Actress Ellen Page, 26, came out as a lesbian on Valentine’s Day. The X-Men: Days of Future Past star stated that she was gay in a speech at a Human Rights Campaign conference promoting the well-being of LGBTQ youth, according to The Hollywood Reporter.
“I’m here today because I am gay. And because maybe I can make a difference. To help others have an easier and more hopeful time. Regardless, for me, I feel a personal obligation and a social responsibility.”
Every time a celebrity comes out as gay, there is a mix of reaction online based on personal views that are now so widely visible on social media. Instead of hearing only the viewpoints of our own circles of family and friends, we have an Internet full of opinions, limited only by our choice to read them. I follow celebrity news pretty closely, and I’m an active Facebook and Twitter user, so that means that I read feedback from many, many people of diverging views on just about any topic imaginable. The one comment about the act of publicly coming out that I frequently see and don’t understand, especially given the political and cultural climate surrounding LGBT issues, is: “Why is this a big deal?”
Why is this a big deal? It’s a big deal because the first NFL draft-eligible college football player to identify himself as gay, Michael Sam, did so last week. Last week — not 10 years ago. It’s a big deal because marriage equality isn’t a given in our entire country. It’s a big deal because there is still cultural bias and prejudice against LGBT people. Read any Internet comments section on the matter, if you can stand it. It’s a big deal because Ellen Page was so afraid to admit that she was gay that her health suffered.
“I am tired of hiding and I am tired of lying by omission. I suffered for years because I was scared to be out. My spirit suffered, my mental health suffered and my relationships suffered. And I’m standing here today, with all of you, on the other side of all that pain.”
That is why it’s a big deal when people come out. These difficult experiences for gay people in identifying who they are publicly are sadly still so widespread, and well-reported, that I don’t know how people don’t see sharing them as necessary.
Even the relatively benign statement, “I look forward to the day when someone’s sexuality isn’t newsworthy,” is iffy to my ear. I understand wishing for that, but in 2014, that lack of newsworthiness is not true. That’s why it’s important to hear it when it is true. And minimizing or bemoaning the newsworthiness of something is actually, in a way, saying it doesn’t matter. It’s saying you want it to go away. That is a dangerous thing to wish for in any situation where people are oppressed for who they are and where it still takes an act of bravery to own it.
So today, yes, I believe that it matters that a young person like Page can stand on a stage and tell anyone listening in her large sphere of influence that she is gay. I believe it matters very much. Among those millions of people who are listening are people who are afraid to come out themselves, and maybe this will help them get closer or all the way to sharing the truth of who they are, too. Less importantly, there may be people who have seen her in movies, including Inception, Juno, and X-Men: The Last Stand, and never thought of her as “what a lesbian looks like,” whatever that means. Maybe her coming out can help change those perceptions and break down stereotypes.

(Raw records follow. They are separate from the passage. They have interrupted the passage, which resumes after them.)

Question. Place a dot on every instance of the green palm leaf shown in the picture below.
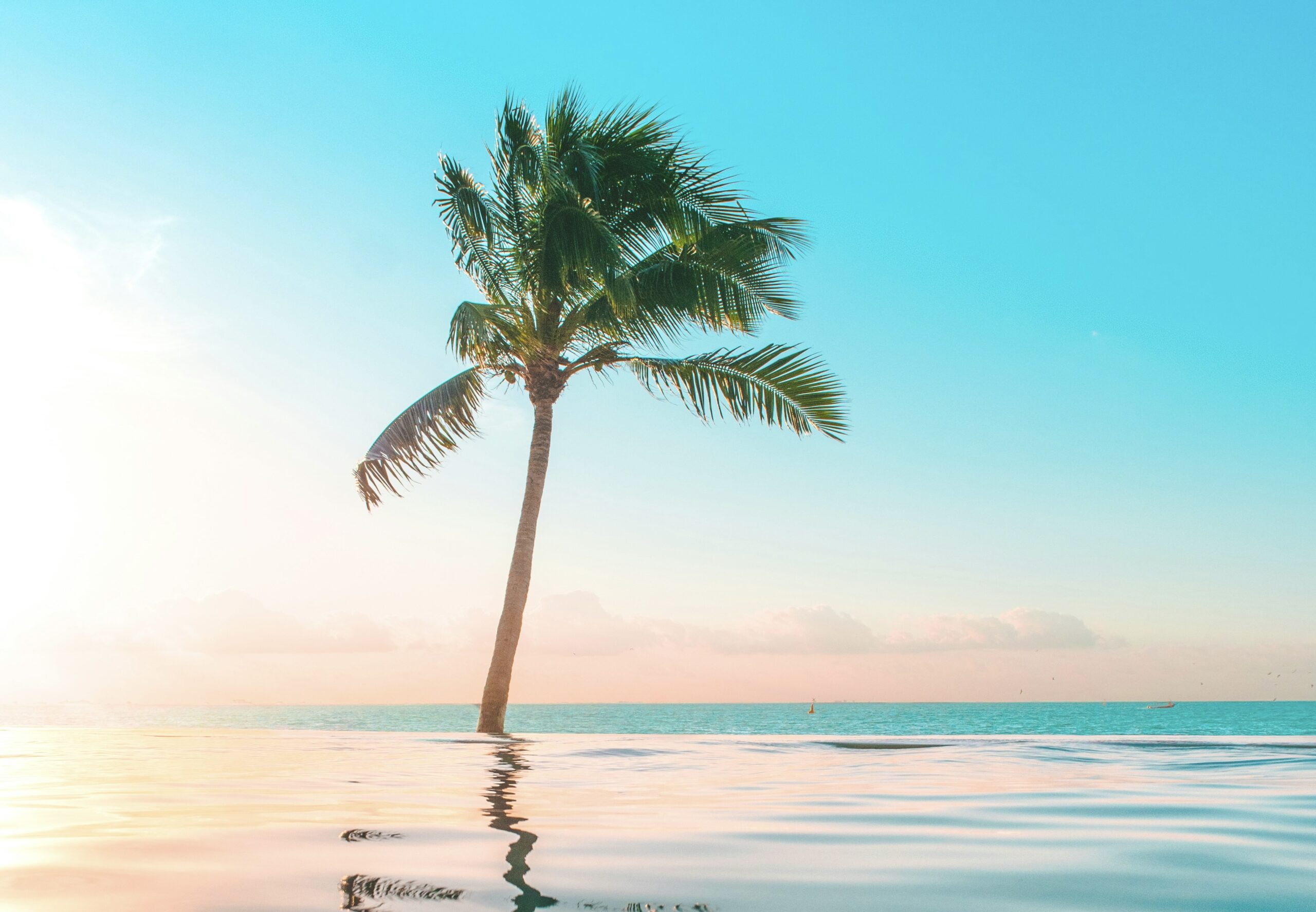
(781, 385)
(417, 440)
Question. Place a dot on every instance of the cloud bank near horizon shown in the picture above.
(233, 623)
(578, 624)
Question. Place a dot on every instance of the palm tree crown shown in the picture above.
(599, 243)
(598, 239)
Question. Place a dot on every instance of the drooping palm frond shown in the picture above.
(596, 236)
(782, 385)
(419, 439)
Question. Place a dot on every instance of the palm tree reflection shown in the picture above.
(499, 797)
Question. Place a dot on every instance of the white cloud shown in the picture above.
(1019, 628)
(798, 631)
(577, 624)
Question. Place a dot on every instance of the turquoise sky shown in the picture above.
(1063, 260)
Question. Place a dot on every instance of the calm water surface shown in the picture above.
(1251, 719)
(210, 819)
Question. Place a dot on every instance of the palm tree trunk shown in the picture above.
(494, 703)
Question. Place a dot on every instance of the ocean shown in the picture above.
(720, 809)
(1215, 719)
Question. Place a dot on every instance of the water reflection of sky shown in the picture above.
(255, 820)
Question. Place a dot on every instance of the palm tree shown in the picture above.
(600, 240)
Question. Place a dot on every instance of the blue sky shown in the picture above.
(1063, 260)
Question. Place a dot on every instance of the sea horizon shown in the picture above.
(1214, 718)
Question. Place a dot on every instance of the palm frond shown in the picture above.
(419, 439)
(482, 333)
(469, 216)
(782, 385)
(729, 279)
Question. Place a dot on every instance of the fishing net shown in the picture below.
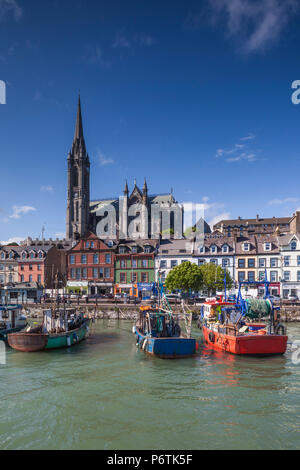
(257, 308)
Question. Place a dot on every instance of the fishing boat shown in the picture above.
(61, 328)
(238, 328)
(11, 320)
(159, 334)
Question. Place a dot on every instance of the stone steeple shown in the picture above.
(78, 183)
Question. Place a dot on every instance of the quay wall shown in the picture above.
(130, 312)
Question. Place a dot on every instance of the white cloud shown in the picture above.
(105, 160)
(19, 210)
(287, 200)
(94, 55)
(256, 24)
(47, 189)
(12, 240)
(10, 7)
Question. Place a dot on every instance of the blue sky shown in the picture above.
(193, 95)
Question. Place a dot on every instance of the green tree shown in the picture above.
(213, 278)
(187, 276)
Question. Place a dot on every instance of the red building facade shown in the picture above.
(91, 266)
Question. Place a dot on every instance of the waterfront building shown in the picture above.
(22, 292)
(217, 249)
(91, 266)
(135, 266)
(84, 215)
(172, 253)
(257, 225)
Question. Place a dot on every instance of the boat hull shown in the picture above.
(5, 333)
(166, 348)
(27, 342)
(66, 340)
(250, 344)
(33, 342)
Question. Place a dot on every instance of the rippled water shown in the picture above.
(107, 394)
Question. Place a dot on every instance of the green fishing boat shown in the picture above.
(61, 328)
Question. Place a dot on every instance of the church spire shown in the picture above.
(78, 128)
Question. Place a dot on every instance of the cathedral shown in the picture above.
(84, 215)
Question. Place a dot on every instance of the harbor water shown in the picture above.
(107, 394)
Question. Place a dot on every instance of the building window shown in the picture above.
(84, 273)
(274, 263)
(262, 262)
(273, 276)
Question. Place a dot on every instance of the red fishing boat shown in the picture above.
(233, 327)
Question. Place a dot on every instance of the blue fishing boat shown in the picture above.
(159, 334)
(11, 320)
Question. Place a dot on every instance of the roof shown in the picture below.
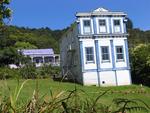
(101, 12)
(49, 51)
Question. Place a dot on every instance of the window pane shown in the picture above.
(105, 52)
(117, 22)
(119, 52)
(102, 26)
(102, 22)
(89, 54)
(87, 23)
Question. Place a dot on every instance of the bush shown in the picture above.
(28, 71)
(7, 73)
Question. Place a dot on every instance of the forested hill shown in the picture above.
(29, 38)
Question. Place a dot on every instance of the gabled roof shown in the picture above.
(100, 12)
(101, 9)
(38, 51)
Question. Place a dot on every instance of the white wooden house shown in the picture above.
(42, 56)
(94, 51)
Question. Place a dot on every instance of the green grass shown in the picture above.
(47, 85)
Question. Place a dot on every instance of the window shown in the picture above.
(102, 26)
(87, 26)
(89, 54)
(119, 53)
(117, 27)
(105, 53)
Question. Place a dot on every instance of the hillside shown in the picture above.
(28, 38)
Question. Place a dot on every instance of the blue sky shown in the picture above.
(58, 14)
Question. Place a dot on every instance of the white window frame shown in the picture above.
(117, 26)
(121, 53)
(102, 26)
(90, 27)
(89, 55)
(107, 53)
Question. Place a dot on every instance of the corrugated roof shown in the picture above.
(49, 51)
(101, 12)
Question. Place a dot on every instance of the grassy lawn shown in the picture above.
(47, 85)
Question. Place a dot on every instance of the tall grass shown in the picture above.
(70, 101)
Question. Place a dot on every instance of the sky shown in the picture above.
(59, 14)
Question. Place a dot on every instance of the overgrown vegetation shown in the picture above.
(29, 71)
(70, 98)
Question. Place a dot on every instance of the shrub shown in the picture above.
(7, 73)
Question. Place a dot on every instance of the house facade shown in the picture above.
(94, 51)
(42, 56)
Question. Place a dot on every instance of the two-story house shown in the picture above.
(94, 51)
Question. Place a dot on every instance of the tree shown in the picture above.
(5, 12)
(140, 64)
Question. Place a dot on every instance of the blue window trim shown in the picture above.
(81, 55)
(110, 28)
(92, 61)
(105, 26)
(90, 27)
(105, 61)
(94, 25)
(112, 54)
(119, 26)
(127, 53)
(97, 61)
(120, 60)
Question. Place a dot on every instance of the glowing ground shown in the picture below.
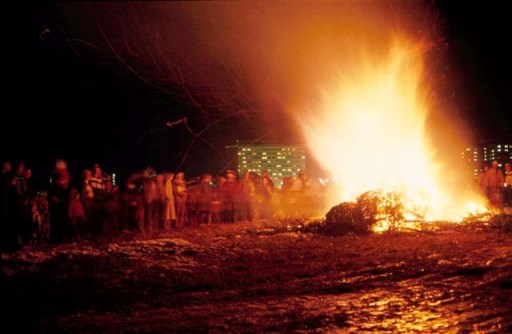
(255, 278)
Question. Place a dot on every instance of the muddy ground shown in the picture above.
(259, 278)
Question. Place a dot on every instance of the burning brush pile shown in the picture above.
(378, 211)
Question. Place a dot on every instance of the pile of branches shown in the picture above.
(370, 209)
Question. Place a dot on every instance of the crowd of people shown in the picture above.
(496, 185)
(148, 202)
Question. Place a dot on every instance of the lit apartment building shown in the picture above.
(278, 160)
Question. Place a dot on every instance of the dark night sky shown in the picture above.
(86, 110)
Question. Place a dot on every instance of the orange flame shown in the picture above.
(369, 132)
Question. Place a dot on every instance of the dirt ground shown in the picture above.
(260, 278)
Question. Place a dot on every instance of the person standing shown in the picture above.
(495, 182)
(507, 191)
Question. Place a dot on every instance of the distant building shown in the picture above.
(487, 151)
(278, 160)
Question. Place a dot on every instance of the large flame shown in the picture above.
(369, 132)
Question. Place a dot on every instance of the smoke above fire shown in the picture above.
(365, 84)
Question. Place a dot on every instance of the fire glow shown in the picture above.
(369, 132)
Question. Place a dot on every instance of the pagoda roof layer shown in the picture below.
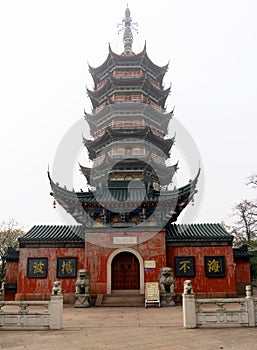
(129, 110)
(142, 83)
(111, 135)
(114, 60)
(164, 173)
(117, 191)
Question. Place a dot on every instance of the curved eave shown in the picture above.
(113, 57)
(132, 85)
(86, 172)
(137, 107)
(111, 135)
(197, 233)
(180, 194)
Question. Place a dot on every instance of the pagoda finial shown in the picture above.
(127, 26)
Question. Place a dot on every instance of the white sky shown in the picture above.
(45, 47)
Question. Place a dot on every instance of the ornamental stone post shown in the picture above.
(56, 307)
(189, 308)
(250, 306)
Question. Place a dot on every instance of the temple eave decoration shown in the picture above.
(117, 195)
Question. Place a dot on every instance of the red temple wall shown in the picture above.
(243, 275)
(97, 257)
(205, 286)
(11, 279)
(40, 288)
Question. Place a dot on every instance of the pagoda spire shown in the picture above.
(127, 26)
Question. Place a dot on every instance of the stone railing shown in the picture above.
(19, 314)
(239, 311)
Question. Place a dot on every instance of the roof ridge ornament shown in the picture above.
(127, 26)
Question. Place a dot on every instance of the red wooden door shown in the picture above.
(125, 271)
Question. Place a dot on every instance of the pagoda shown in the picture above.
(129, 181)
(126, 231)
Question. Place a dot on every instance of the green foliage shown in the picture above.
(10, 231)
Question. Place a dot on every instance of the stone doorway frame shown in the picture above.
(109, 268)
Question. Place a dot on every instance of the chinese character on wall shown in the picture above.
(37, 267)
(185, 266)
(214, 266)
(67, 267)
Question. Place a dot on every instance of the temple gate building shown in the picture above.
(127, 227)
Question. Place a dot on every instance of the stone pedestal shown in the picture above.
(189, 312)
(167, 299)
(83, 300)
(56, 312)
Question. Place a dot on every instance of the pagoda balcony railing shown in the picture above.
(127, 74)
(126, 98)
(158, 159)
(124, 152)
(128, 125)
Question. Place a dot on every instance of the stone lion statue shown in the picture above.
(83, 282)
(57, 288)
(188, 288)
(166, 281)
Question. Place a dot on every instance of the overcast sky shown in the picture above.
(45, 50)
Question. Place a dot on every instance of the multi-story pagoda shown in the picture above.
(129, 179)
(126, 232)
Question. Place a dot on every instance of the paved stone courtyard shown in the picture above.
(128, 328)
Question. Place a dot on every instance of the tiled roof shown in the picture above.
(197, 232)
(54, 233)
(242, 252)
(12, 254)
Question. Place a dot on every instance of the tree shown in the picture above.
(245, 213)
(10, 231)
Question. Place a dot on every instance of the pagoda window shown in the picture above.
(125, 124)
(157, 131)
(117, 152)
(139, 151)
(99, 159)
(102, 83)
(134, 97)
(154, 81)
(99, 132)
(130, 73)
(99, 108)
(158, 159)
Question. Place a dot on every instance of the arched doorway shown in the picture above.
(125, 272)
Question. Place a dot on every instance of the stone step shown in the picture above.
(123, 300)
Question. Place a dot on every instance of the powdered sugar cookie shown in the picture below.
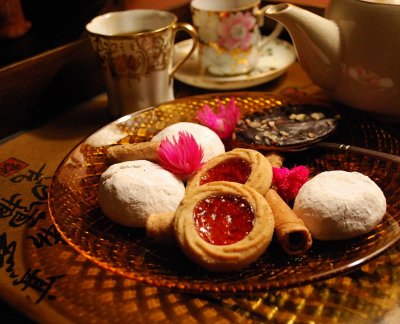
(337, 205)
(130, 191)
(204, 136)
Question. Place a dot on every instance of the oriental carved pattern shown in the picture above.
(133, 57)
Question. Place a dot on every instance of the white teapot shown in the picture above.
(353, 53)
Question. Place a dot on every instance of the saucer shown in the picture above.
(276, 57)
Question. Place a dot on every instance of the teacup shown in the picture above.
(135, 49)
(229, 34)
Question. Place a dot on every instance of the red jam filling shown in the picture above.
(233, 169)
(223, 219)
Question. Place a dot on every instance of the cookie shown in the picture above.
(240, 165)
(283, 128)
(223, 226)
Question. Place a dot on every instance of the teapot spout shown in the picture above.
(316, 40)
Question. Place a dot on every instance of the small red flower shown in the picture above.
(222, 122)
(289, 181)
(182, 156)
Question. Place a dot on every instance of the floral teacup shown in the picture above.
(135, 48)
(229, 35)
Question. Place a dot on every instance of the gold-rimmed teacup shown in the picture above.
(135, 50)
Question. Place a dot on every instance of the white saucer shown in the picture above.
(276, 58)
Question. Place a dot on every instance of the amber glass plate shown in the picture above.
(75, 210)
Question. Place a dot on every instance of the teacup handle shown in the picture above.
(274, 34)
(194, 35)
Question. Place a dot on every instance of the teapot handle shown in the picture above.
(275, 32)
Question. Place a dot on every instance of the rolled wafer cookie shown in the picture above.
(290, 231)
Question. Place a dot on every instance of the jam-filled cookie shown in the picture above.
(223, 226)
(245, 166)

It matters because she is challenging the status quo for actors in her industry, where in spite of progress most roles are reserved for straight, white women. She knows this, too.
“It’s weird because here I am, an actress, representing — at least in some sense — an industry that places crushing standards on all of us, not just young people, but everyone. Standards of beauty. Of a good life. Of success. Standards that, I hate to admit, have affected me.”
She didn’t just say “standards” in her industry. She said “crushing standards.” That means that she knows what she is up against in her career. It is monumental that she finally had enough of not being true to herself to risk challenging the status quo.
And that is why it’s a big deal that Ellen Page came out. That is why someone’s sexuality is still newsworthy. I recommend watching the video of her speech, and seeing the relief flood her face when she says, “I am gay,” and the genuine gratitude she shows for the people in the room who have gone before her — who have helped her find the strength to claim her identity out loud. It’s powerful stuff. She may be a famous actress, but in that moment she is just a young woman sharing her story in the most touching words, with obvious emotion.
This is why Ellen Page standing on a stage and speaking a very simple truth that is still widely complex is important. It’s important for her and it’s important for other people. Whether anyone guessed about her sexuality before or never knew at all, now they know the truth, from her, where it counts.